Da ihr die in der U-Haft abgesessene Zeit auf ihre Strafe anzurechnen ist, hätte Mona S. mehr als die Hälfte ihrer 22 Monate verbüßt, die mittlerweile allerdings als fiktiv anzusehen sind: Denn während der OGH bei ihrem Mann mehrere Anklagepunkte bestätigte - unter anderem die Nötigung der Bundesregierung und die Aufforderung zu einer mit Strafe bedrohten Handlung -, wurde das über Mona S. gefällte Urteil zur Gänze aufgehoben.

"Sie gilt somit weiter als unbescholten und sitzt seit der OGH-Entscheidung praktisch 'auf Luft' im Gefängnis", gab ihr Verteidiger Lennart Binder im Gespräch mit der APA zu bedenken. Er frage sich, ob die Justiz die 21-Jährige bis zum Verhandlungstermin über weitere Monate in Haft behalten wolle.

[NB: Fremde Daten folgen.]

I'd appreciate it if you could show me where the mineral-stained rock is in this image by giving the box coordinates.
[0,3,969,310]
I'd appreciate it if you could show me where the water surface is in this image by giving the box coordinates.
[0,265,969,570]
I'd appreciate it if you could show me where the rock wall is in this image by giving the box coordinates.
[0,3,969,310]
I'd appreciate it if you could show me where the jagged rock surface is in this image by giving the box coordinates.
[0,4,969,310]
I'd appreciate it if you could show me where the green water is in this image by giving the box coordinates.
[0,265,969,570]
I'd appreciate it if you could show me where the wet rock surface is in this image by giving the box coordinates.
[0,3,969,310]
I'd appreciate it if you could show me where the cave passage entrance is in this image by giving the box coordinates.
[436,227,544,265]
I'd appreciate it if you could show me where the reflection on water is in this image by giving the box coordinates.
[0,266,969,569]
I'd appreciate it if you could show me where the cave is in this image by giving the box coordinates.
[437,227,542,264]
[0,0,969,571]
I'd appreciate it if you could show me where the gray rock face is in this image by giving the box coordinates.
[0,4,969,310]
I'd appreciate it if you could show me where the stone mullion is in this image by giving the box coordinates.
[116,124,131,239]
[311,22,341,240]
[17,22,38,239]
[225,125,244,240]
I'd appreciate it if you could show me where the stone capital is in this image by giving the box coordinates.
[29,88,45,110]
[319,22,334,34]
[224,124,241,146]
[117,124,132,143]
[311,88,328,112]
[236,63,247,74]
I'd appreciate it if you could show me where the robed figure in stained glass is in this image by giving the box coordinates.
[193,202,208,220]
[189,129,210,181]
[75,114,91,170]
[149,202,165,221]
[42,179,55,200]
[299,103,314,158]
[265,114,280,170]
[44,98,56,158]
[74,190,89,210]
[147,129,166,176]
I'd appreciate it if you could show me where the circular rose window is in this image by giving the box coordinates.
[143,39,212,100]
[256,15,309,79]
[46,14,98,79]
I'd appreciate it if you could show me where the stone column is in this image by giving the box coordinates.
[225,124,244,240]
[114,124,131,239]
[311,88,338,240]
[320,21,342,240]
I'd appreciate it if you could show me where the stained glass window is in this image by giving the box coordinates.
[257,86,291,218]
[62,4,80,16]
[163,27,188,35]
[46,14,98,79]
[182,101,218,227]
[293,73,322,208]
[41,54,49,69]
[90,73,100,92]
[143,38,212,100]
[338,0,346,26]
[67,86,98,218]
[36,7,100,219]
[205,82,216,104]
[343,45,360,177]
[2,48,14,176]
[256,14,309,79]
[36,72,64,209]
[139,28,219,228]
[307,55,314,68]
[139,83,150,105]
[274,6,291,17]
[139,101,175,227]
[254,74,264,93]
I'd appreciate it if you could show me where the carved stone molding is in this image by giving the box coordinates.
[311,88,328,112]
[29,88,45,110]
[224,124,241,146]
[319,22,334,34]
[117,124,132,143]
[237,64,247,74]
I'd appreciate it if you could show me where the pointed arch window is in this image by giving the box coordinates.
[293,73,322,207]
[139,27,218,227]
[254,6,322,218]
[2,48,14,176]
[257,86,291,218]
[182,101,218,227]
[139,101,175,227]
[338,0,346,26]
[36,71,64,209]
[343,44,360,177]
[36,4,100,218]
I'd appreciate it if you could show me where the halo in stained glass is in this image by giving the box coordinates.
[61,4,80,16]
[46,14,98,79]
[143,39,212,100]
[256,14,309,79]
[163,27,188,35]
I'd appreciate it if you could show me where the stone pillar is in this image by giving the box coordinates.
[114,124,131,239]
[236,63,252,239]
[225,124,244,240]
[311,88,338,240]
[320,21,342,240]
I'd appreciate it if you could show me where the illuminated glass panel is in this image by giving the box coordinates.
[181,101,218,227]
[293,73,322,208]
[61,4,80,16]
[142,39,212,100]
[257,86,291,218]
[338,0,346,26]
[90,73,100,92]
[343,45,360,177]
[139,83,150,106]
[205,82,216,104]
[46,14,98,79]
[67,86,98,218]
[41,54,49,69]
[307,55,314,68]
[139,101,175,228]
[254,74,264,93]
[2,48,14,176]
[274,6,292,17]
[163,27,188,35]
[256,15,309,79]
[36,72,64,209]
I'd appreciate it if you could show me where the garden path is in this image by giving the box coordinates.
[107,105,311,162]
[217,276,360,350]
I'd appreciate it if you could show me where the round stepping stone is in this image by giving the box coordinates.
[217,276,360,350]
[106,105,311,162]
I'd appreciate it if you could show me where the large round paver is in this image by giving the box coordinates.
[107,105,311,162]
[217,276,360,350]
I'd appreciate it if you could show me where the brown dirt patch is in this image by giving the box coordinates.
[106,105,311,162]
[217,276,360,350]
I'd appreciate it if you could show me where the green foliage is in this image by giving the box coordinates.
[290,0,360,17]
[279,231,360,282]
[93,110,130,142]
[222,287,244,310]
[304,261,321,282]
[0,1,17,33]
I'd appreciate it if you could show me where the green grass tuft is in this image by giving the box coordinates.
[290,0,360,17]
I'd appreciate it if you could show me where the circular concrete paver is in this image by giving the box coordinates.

Zuletzt hatte das Oberlandesgericht am 25. August einen vom Gericht abgelehnten Enthaftungsantrag des Verteidigers als rechtens bestätigt - einen Tag, bevor der OGH das Urteil der ersten Instanz "kippte". Am vergangenen Dienstag hat Binder einen neuerlichen Enthaftungsantrag eingebracht, der jedoch bisher nicht bearbeitet wurde, da offenbar die Zuständigkeit nicht geklärt ist. (APA)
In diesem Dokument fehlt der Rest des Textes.